1. In a single-center randomized control study, young children in the pediatric emergency department who participated in a virtual reality (VR) experience had lower standardized pain scores during intravenous catheter (IV) placement.
2. The subgroup analysis suggested that the effect of the VR experience on reducing apparent stress and perceived pain was greater in female patients.
Evidence Rating Level: 2 (good)
Course of study: The infliction of procedural complaints in children poses a significant challenge for providers and caregivers in pediatric practice. Researchers at Seoul National University built on the growing evidence of the use of virtual reality as an effective tool for pain relief by using a high-resolution VR simulation created that placed pediatric patients in the middle of a forest exploration with four animal friends and projected this simulation onto a vaulted ceiling in a treatment room. Eighty-eight children aged 6 months to 4 years undergoing intravenous placement were randomly assigned to either standard distraction techniques or distraction with the VR experience. The children’s responses to IV placement were videotaped, with pain intensity ratings assigned by two protocol-blind physicians using the FLACC (Face, Legs, Activity, Cry, and Consolability) scale. The caregivers received a questionnaire asking their satisfaction with the procedure and their assessment of their child’s pain. Overall, the VR intervention resulted in a significantly reduced likelihood of having higher FLACC scores. Furthermore, caregivers rated their child’s pain and distress significantly lower when assigned to the VR experimental group, although there was no difference in their satisfaction with the overall procedure. While this supports the growing interest in virtual reality as a method for psychological pain relief, the study suffers from technical and design limitations. Despite the overall reduction in FLACC scores throughout the procedure in the VR group, loading at critical points of the procedure (i.e. tourniquet placement, needle insertion) did not differ significantly between the control and experimental groups. Interestingly, a subgroup analysis stratified by sex showed a significant decrease in FLACC scores for girls randomized to undergo the VR experience but not for boys in the same experimental group, with the authors postulating that social expectations and/or the content of the VR -Experience could contribute to this gender difference.
Click here to read the study in JAMA Pediatrics
Relevant reading: The effectiveness of virtual reality distraction for pain relief: a systematic review.

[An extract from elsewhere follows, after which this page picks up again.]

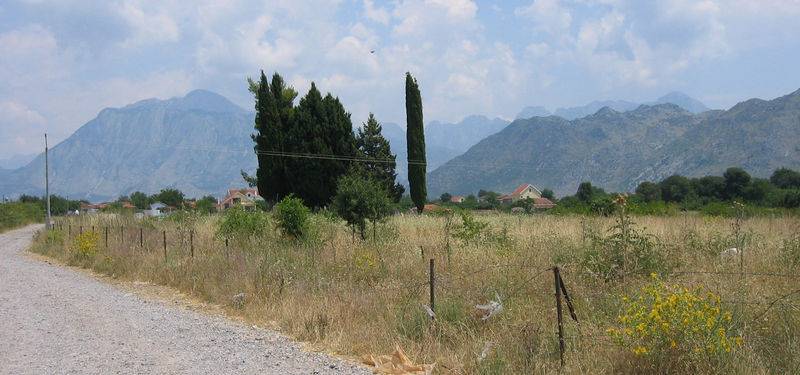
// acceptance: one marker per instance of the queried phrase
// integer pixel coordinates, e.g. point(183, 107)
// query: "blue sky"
point(63, 61)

Detailed [randomized controlled trial]: This two-group, single-center, parallel, randomized, controlled study identified 88 children aged 4 months to 6 years who required non-urgent intravenous placement in the pediatric emergency department. Subjects were randomized into two groups: the control group received standard IV placement procedures, while the second group participated in a novel virtual reality experience consisting of an imaginary forest exploration with four friendly animals. Primary endpoints were FLACC-standardized pain ratings at five time points (T0=baseline, T1=immediately after the infant was placed on the bed, T2=tourniquet application, T3=alcohol swab, T4=venipuncture) performed by two independent protocol-blinded physicians who watch a video recording of the procedure. Secondary outcomes included parent/carer satisfaction with the procedure and their subjective ratings of their children’s pain and anxiety on a 0-10 visual analogue scale. Children assigned to the VR experience had a significantly lower likelihood of having higher FLACC scores (IQR 1.1–5.4 vs. IQR 1.8–6.9, OR 0.53, p=0.049), although there was no significant difference in individual time points were compared across groups. Repeated measures analysis of variance for subgroups revealed that this effect persisted when only girls were assessed across both the experimental group and the time point of the procedure (F = 6.56, P = 0.1, and F = 14.31, respectively , P < 0.001), but did not occur when only boys were included in the analysis. Caregivers reported a significantly lower pain perception of their child (5.0 [3.0-8.0] versus 7.0 [5.0-10.0]P=0.08) and anxiety (5.0 [3.0-7.0] versus 8.0 [6.5-10.0]P < 0.001) when they were in the experimental VR group, but no significant differences in overall satisfaction with the procedure.